Saturday, November 12, 2011

Emotional and financial abuse

I've been following a Facebook page that discusses emotional and financial abuse. I really never thought of things like eliminating my access to the bank account or making our financial problems my fault after keeping me from working were considered abuse. But it does make sense. It's a way of control. It's a way to make you feel like you have no way of making a change or making a difference in what is happening to you.

I made the move to California to get away from his control.  My mom is pissed at me because she said I didn't listen to her and do it the right way.  First of all, she never told me much more than just be careful.  What does that mean?  I was freaking DYING!  Tom had sucked every ounce of my will to exist out of my soul.  If it weren't for my kids I'd have just gone to bed one day and never woken up.  My soul was that empty.  I was in so much pain and then sometime in the last few years I just became numb.  Circumstances brought me to where I met the people I know in California and I swear it was by divine intervention that I was led here. 
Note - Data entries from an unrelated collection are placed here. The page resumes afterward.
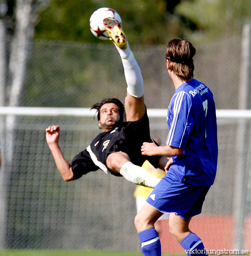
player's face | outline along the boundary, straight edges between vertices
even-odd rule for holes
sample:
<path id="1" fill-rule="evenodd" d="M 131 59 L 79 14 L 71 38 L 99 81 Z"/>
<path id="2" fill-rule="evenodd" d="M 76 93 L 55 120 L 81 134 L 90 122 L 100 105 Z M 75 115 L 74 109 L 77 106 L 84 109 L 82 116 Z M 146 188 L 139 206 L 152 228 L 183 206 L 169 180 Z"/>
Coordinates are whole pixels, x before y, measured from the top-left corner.
<path id="1" fill-rule="evenodd" d="M 99 109 L 98 125 L 104 132 L 111 130 L 119 120 L 118 107 L 114 103 L 105 103 Z"/>

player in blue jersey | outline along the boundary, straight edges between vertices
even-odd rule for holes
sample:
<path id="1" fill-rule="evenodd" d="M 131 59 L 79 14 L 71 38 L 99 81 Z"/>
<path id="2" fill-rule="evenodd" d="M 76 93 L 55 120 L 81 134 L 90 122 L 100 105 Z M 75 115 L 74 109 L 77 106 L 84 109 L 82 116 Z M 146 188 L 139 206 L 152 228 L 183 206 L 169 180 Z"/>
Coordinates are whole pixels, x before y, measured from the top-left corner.
<path id="1" fill-rule="evenodd" d="M 193 79 L 195 52 L 185 39 L 171 40 L 166 47 L 167 69 L 175 89 L 168 112 L 166 145 L 144 143 L 141 151 L 144 155 L 171 158 L 166 166 L 166 174 L 135 218 L 145 255 L 161 255 L 154 223 L 163 213 L 170 214 L 170 232 L 188 255 L 207 255 L 200 239 L 190 230 L 189 224 L 193 216 L 201 212 L 215 177 L 217 125 L 212 93 Z"/>
<path id="2" fill-rule="evenodd" d="M 140 69 L 119 23 L 111 18 L 104 20 L 106 29 L 114 43 L 124 68 L 127 85 L 125 106 L 118 99 L 110 98 L 93 105 L 91 109 L 97 110 L 99 127 L 103 132 L 77 154 L 70 163 L 64 158 L 58 144 L 58 125 L 46 129 L 46 140 L 65 181 L 77 180 L 100 169 L 107 174 L 123 176 L 135 184 L 154 188 L 160 179 L 141 166 L 148 160 L 154 167 L 164 169 L 167 161 L 165 158 L 149 157 L 141 154 L 141 146 L 144 142 L 153 141 L 150 136 Z M 118 35 L 119 31 L 120 34 Z"/>

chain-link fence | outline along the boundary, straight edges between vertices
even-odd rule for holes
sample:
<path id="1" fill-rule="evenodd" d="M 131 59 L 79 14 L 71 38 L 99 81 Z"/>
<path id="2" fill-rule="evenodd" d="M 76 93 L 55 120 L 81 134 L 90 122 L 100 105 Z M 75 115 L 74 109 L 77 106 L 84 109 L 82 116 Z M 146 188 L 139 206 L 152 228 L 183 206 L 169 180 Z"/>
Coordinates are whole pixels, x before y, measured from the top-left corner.
<path id="1" fill-rule="evenodd" d="M 90 107 L 107 97 L 122 100 L 126 90 L 123 67 L 111 44 L 34 40 L 21 105 Z M 147 107 L 167 109 L 174 89 L 166 72 L 165 47 L 130 47 L 141 69 Z M 241 61 L 239 39 L 207 42 L 196 48 L 195 78 L 211 89 L 217 109 L 237 108 Z M 138 249 L 134 225 L 135 185 L 100 170 L 65 182 L 45 140 L 46 128 L 59 125 L 60 146 L 70 161 L 100 132 L 96 119 L 74 116 L 17 117 L 11 131 L 14 143 L 10 161 L 6 160 L 5 150 L 9 131 L 4 124 L 5 117 L 1 120 L 0 174 L 4 188 L 1 219 L 5 231 L 0 236 L 0 243 L 3 248 Z M 165 118 L 152 118 L 150 122 L 152 135 L 160 138 L 164 144 L 168 132 Z M 203 213 L 191 222 L 208 249 L 234 246 L 238 123 L 234 118 L 218 120 L 216 180 L 206 198 Z M 245 143 L 242 145 L 246 183 L 243 184 L 243 246 L 250 249 L 251 241 L 247 235 L 251 230 L 250 121 L 246 125 Z M 180 251 L 177 242 L 165 240 L 169 237 L 168 224 L 161 221 L 164 222 L 161 236 L 163 249 Z"/>

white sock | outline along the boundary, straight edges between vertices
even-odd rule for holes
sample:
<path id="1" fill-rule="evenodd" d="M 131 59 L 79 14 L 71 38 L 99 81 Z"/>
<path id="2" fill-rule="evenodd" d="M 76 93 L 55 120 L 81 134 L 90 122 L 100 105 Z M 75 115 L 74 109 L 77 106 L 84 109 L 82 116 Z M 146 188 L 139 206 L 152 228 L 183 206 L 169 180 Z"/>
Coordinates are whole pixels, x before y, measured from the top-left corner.
<path id="1" fill-rule="evenodd" d="M 142 97 L 144 93 L 143 78 L 140 68 L 130 49 L 128 42 L 126 48 L 124 50 L 115 45 L 124 67 L 128 92 L 136 98 Z"/>
<path id="2" fill-rule="evenodd" d="M 120 174 L 127 180 L 137 185 L 154 188 L 160 179 L 156 177 L 142 167 L 127 162 L 121 166 Z"/>

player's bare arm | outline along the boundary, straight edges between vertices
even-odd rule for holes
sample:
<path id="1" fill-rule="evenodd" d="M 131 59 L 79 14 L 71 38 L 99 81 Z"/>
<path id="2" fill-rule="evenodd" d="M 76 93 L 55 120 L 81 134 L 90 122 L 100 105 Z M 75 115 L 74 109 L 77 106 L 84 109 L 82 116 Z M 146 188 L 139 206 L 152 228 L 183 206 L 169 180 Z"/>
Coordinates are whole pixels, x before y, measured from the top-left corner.
<path id="1" fill-rule="evenodd" d="M 46 129 L 46 141 L 56 165 L 65 181 L 72 180 L 73 173 L 70 163 L 64 157 L 58 145 L 60 128 L 58 125 L 49 126 Z"/>
<path id="2" fill-rule="evenodd" d="M 152 157 L 154 155 L 161 155 L 162 157 L 173 157 L 174 155 L 181 155 L 184 149 L 175 147 L 169 145 L 165 146 L 158 146 L 154 143 L 144 142 L 141 146 L 142 155 Z"/>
I have faith that I'm on the right path and I have faith that this will work out for the girls.  The girls are my motivation for all I do.  They are my soul.  They kept me alive and made life worth waking up for each day, even with his extreme negativity and the threat of violent outburst at anything I did throughout the day.  They are my angels. 

It really hurts that my mother and ex-friends all believe that I would abandon my kids to come to California.  They think I left them for a man.  How can someone who says they are my friend and especially MY MOTHER, who should know me better, tell people that?  How can they spread that lie that only is true in their mind, because it's not at all what happened? Those girls are my life, and no one comes before them.  I came to California to build a different life for them where they can be free to be themselves, where no one else will make them feel guilty because of their feelings.  Yes, I was stupid to believe that Tom would every hold up his end of the bargain...he hasn't told the truth or held up his end of an agreement since I met him so I can't even tell you why I believed that he would let the girls come out as soon as I got myself settled here.  I just wanted to believe that he could be decent.  I wanted to believe so bad that life was going to get bettter.  I wanted to believe that he cared enough about the girls to not keep them away from me.  He never wanted anything to do with us when I was there, before I left him.  Then he only wanted to call from around the corner and show up whenever he wanted to.  HE USED TO FREAKING CRAWL IN THE WINDOW OF OUR HOUSE WHEN THE GIRLS AND I WERE SLEEPING!!!!!  Can you say "STALKER???"  He's scary and his way of rationalizing things is warped beyond a level of being able to deal with him. 

This past week he threatened to turn off my phone because I shut off his websites for not paying his hosting bill.  The judge said he needed to pay my cell phone, he didn't say I had to support Tom's insurance business websites.  I sent him invoices that he conveniently says he didn't receive.  That's not my problem, just like him decreasing my insurance coverage and then cancelling it wasn't his problem. 

I think the worst part of this, after the fact that I'm not with my girls, is that he and my mother and everyone in their little circle is convinced they are right and I'm wrong.  They think I'm wrong for trying to get my kids away from an abusive person and at least let them live part of the year in an emotionally safe environment, where they can learn to distinguish between healthy and non-healthy relationship.  So...then they support the abuse and want it to continue.  That's just sick.

Seeing my mother like this has brought back some memories as a kid...memories that are filling in blanks.  My mom has always told me how my dad made our house unbearable...but he was never really there.  She was.  So if she was the one there, then she made the house unbearable.  Right?  And if my dad was so bad, then she was the one who should have fixed the problem.  She should have gotten us out of there.  So she made my life hell when I was a kid and now she's helping to make my kids lives hell.

On the almost bright side, I've started to develop a relationship with my dad, so I guess I'm not a total orphan...although at this point, I'm so numb when it comes to these people who were supposed to love you and protect you and do anything for you...I just don't think I care much any more.